Once upon a time, I was considered a subject matter expert on issues surrounding homelessness.
I would lecture at universities. I’ve spoken to crowds of 10,000 people, taught police departments, consulted with denominations, and had waged war with a mid-sized city over homeless policy, and won.
There were articles about my work in Time magazine. The Christian Century. The Huffington Post. I had been interviewed on NPR Morning Edition. Al Jazeera. Fox News. My words had appeared in The Washington Post, as well as Ethics Daily and Sojourners, and other places I forget.
And I had years of front-line experience working with and among people experiencing homelessness. I’m not telling you any of this to impress you, but rather to impress upon you that when it came to issues around homelessness, I had ample evidence that I knew what I was talking about.
But none of that would stop the dream.
The dream was a recurring one that began to show up sometime in my sixth year of that work. I was getting invitations to write and speak at ever-larger events and platforms. I was invited that year to lecture at the NC Episcopalian Diocese Clergy Retreat. Basically, the then-Bishop of NC (who, incidentally, is now the Presiding Bishop of the whole freakin’ Episcopal Church) pulled every Episcopalian Priest in the state into a room and made them listen to me for three days.
Every person in that room knew more than I did about everything except homelessness. I am a very informal Mennonite, and they were all very formal and highly educated Episcopalians. They wouldn’t even let me be the guy who handed out their bulletins at the back of the church without some additional training.
The dreams began about six weeks before the retreat, and they still show up from time to time. The scene is always the same: The boardroom at the Episcopal Church across the street from the Governor’s Mansion in Raleigh, NC.
It’s a beautiful room – I’ve been in it many times – and there is dark furniture and a long polished table and book-lined walls and large windows and heavy paneled double doors.
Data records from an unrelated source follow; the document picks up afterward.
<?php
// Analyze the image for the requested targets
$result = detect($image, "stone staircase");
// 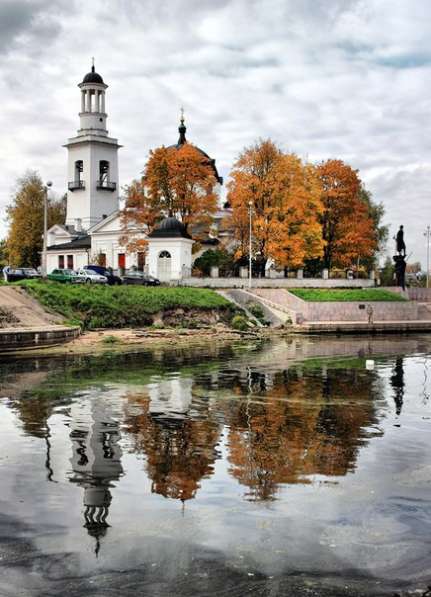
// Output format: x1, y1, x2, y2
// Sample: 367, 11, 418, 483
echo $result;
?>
219, 288, 295, 327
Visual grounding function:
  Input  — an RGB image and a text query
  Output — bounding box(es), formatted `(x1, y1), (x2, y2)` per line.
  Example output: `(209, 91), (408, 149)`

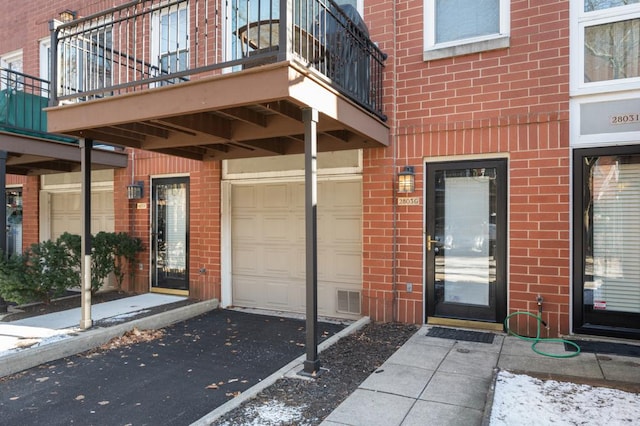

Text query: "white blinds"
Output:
(591, 163), (640, 313)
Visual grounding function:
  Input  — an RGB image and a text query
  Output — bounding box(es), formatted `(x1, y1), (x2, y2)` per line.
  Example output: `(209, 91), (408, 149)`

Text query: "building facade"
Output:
(0, 0), (640, 338)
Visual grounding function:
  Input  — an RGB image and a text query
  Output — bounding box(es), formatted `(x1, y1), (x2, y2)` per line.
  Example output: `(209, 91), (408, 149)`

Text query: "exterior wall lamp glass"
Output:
(60, 9), (78, 22)
(398, 166), (416, 194)
(127, 181), (144, 200)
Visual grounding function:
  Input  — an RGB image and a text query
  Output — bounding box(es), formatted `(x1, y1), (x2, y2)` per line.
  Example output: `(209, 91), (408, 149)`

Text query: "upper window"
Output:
(575, 0), (640, 89)
(58, 26), (113, 95)
(424, 0), (509, 60)
(152, 4), (189, 83)
(0, 49), (24, 90)
(584, 0), (640, 12)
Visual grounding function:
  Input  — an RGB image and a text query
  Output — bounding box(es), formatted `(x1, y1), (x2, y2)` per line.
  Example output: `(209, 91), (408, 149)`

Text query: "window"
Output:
(0, 50), (24, 90)
(6, 188), (22, 257)
(152, 5), (189, 83)
(584, 0), (640, 12)
(574, 146), (640, 333)
(573, 0), (640, 91)
(58, 26), (113, 95)
(424, 0), (510, 60)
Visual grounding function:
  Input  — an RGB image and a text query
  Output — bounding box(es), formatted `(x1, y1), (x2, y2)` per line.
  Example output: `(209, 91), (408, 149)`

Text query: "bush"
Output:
(0, 234), (80, 304)
(0, 232), (144, 304)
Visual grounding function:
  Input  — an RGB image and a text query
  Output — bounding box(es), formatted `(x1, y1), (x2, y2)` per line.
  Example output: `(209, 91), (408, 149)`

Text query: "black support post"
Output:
(80, 138), (93, 330)
(302, 108), (320, 376)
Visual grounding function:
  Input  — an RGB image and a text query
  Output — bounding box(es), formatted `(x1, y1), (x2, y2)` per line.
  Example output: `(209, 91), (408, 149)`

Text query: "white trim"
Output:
(569, 1), (640, 96)
(222, 149), (363, 180)
(38, 37), (51, 89)
(40, 181), (114, 193)
(0, 49), (23, 68)
(423, 0), (511, 61)
(569, 90), (640, 148)
(220, 181), (233, 308)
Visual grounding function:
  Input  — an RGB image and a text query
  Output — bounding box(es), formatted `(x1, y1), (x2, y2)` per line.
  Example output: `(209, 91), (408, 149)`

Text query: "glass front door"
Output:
(151, 177), (189, 292)
(573, 146), (640, 338)
(425, 160), (506, 322)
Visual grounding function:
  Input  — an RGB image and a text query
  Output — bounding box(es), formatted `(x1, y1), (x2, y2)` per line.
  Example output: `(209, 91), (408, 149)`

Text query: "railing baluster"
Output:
(51, 0), (386, 118)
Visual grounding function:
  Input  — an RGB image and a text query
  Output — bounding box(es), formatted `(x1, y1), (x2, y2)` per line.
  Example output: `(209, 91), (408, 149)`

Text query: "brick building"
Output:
(0, 0), (640, 338)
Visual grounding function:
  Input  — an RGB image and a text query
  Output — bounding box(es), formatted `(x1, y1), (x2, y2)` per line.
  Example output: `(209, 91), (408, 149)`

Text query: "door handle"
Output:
(427, 235), (440, 251)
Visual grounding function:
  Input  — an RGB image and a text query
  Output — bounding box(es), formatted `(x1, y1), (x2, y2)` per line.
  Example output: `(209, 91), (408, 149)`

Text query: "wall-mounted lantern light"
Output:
(60, 9), (78, 22)
(398, 166), (416, 194)
(127, 181), (144, 200)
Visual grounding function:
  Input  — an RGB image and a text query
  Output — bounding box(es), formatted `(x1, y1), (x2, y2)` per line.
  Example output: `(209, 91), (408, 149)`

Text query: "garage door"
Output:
(231, 179), (362, 318)
(50, 191), (115, 239)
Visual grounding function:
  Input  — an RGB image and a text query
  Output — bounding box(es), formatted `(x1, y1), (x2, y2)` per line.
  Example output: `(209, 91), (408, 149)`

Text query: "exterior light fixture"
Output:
(398, 166), (416, 194)
(60, 9), (78, 22)
(127, 181), (144, 200)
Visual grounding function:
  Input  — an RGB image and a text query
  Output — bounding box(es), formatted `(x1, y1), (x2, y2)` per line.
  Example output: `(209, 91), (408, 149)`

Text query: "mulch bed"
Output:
(214, 323), (418, 426)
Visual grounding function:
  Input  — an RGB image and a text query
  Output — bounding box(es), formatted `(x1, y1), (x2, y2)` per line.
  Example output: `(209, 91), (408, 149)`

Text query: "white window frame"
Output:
(423, 0), (511, 61)
(0, 49), (24, 90)
(151, 3), (191, 81)
(570, 0), (640, 96)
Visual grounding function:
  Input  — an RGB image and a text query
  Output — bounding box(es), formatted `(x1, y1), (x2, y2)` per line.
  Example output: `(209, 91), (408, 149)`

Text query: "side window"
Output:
(152, 6), (189, 84)
(58, 26), (113, 95)
(576, 0), (640, 88)
(424, 0), (510, 60)
(0, 50), (24, 90)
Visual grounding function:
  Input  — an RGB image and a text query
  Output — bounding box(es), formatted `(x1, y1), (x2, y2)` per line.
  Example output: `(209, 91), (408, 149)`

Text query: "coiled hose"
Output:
(504, 312), (580, 358)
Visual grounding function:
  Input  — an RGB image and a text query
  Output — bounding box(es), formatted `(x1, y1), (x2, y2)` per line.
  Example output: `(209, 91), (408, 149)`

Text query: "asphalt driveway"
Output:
(0, 310), (344, 425)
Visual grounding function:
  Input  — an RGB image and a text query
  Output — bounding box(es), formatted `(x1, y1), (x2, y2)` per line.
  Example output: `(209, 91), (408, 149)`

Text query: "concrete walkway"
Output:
(0, 294), (640, 426)
(0, 293), (218, 377)
(322, 326), (640, 426)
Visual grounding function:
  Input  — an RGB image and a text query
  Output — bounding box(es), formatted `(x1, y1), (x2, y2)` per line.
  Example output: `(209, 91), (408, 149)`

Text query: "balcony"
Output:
(47, 0), (389, 161)
(0, 68), (127, 175)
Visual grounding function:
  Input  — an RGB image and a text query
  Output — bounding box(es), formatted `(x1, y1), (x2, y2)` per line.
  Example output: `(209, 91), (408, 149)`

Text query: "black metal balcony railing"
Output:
(52, 0), (386, 119)
(0, 68), (124, 152)
(0, 68), (49, 133)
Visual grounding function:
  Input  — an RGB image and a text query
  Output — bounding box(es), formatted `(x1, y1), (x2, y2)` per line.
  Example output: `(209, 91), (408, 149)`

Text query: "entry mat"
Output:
(564, 340), (640, 357)
(427, 327), (496, 344)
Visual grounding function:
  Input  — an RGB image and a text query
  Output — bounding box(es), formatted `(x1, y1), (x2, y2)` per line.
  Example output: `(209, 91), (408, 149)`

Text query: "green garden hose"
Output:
(504, 312), (580, 358)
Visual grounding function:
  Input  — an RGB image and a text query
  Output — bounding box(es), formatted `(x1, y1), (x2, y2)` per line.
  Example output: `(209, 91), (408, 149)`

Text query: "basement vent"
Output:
(338, 290), (360, 315)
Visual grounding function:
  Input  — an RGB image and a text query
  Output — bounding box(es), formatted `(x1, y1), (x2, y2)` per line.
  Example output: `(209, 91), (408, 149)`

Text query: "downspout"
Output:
(391, 1), (398, 322)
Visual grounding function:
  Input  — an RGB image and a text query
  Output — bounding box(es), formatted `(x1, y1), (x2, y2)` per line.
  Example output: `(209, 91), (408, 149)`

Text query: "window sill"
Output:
(422, 35), (509, 61)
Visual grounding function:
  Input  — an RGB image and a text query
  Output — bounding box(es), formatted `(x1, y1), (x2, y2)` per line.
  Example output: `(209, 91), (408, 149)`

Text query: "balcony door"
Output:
(151, 177), (189, 294)
(425, 160), (507, 322)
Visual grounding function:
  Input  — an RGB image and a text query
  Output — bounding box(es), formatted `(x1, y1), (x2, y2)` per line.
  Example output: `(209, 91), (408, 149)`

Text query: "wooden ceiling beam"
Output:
(154, 113), (231, 139)
(216, 107), (267, 127)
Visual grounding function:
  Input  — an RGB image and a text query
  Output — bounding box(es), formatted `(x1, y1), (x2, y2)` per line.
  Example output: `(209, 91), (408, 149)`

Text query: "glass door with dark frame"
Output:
(425, 160), (507, 322)
(573, 146), (640, 338)
(151, 177), (189, 293)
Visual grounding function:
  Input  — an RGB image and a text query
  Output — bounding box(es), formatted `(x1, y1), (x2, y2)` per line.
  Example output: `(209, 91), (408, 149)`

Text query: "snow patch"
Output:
(490, 371), (640, 426)
(220, 400), (308, 426)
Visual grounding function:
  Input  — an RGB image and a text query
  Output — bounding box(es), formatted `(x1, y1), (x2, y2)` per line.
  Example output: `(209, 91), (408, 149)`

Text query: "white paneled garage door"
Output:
(231, 179), (362, 318)
(50, 191), (115, 239)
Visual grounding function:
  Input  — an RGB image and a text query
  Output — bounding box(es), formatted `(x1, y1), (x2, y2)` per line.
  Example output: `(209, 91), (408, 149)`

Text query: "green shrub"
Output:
(0, 235), (80, 304)
(0, 232), (144, 304)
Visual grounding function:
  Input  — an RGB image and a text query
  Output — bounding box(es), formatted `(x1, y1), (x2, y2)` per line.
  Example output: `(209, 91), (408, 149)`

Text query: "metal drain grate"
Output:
(427, 327), (496, 344)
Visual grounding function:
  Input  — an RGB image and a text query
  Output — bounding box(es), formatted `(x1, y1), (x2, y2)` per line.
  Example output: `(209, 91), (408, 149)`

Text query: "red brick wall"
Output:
(114, 150), (221, 300)
(363, 0), (570, 334)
And in the dream, I am standing at one end of the table, on the end furthest from the doors, and all around the table are folks – men, women, Black, white – wearing clerical collars, and I’m presenting… something. Whatever it is, they are listening and taking notes, and it seems to be going well.
Suddenly, the door bursts open, and a silver-haired white man in full clerical regalia strides two steps into the room, points at me, and roars, “Get him out of here!”. Suddenly, the people who had been listening to me leap up and drag me out in the hall, and then they go back into the room and shut the door.
Subtle, huh?
That feeling – the one that says despite all the evidence that says you actually do know what you are doing, you still feel like you are in over your head, and surely someone will notice and point it out to the world? They call that imposter syndrome. And I don’t think it ever goes away. At least, it never has for me.
There is probably a lot of social conditioning that goes into this. I do happen to know many silver-haired white men who wear clerical garb, and they seldom seem to exhibit signs of imposter syndrome. We should all pray to have the confidence of a mediocre white man. Having grown up economically poor, I absolutely have unresolved issues around class and status that things like wealthy churches exacerbate.
When we show up, we bring more than ourselves with us. I bring generations of working-class stigma and prejudice into any room I show up in, and no amount of outside praise takes that away.
These days, I write. A lot. Around 30,000 words most months. I have thousands of newsletter and blog subscribers. People pay money to make sure I can keep doing that. In addition to my writing for the web, I’ve been published in magazines, newspapers, and in books. I’m pretty good at this.
And yet, the other day when a friend introduced me to someone as a writer, I found myself self-deprecating, minimizing, doing the Zoom-equivalent of kicking the ground and saying “aww shucks”.
“I have a little blog”, I told them. Gone were the newsletter subscribers. Gone were the publishing clips. Gone were the books, the newspaper articles. Gone were the 20 years of effort that led to any of this.
I have a little blog.
My friend corrected me, said I have an amazing blog, and that she reads it daily.
Imposter syndrome. I just couldn’t even let her call me a writer.
Despite the fact that I, you know, write. A lot. And pretty well. (I wasn’t going to put that last sentence, because it felt braggy. Imposter syndrome even here.)
I don’t know what you do about it, but I know I’m not the only one. I still have the dream, but less often now – probably because I’m dealing with fewer old white dudes in positions of power. But that doesn’t mean I’ve gotten over it. Because I haven’t.
But I have gotten better at being willing to believe I’m wrong. That the evidence might be right. That I may actually be as good at something as other people say I am.
And that maybe I belong at that damned table after all.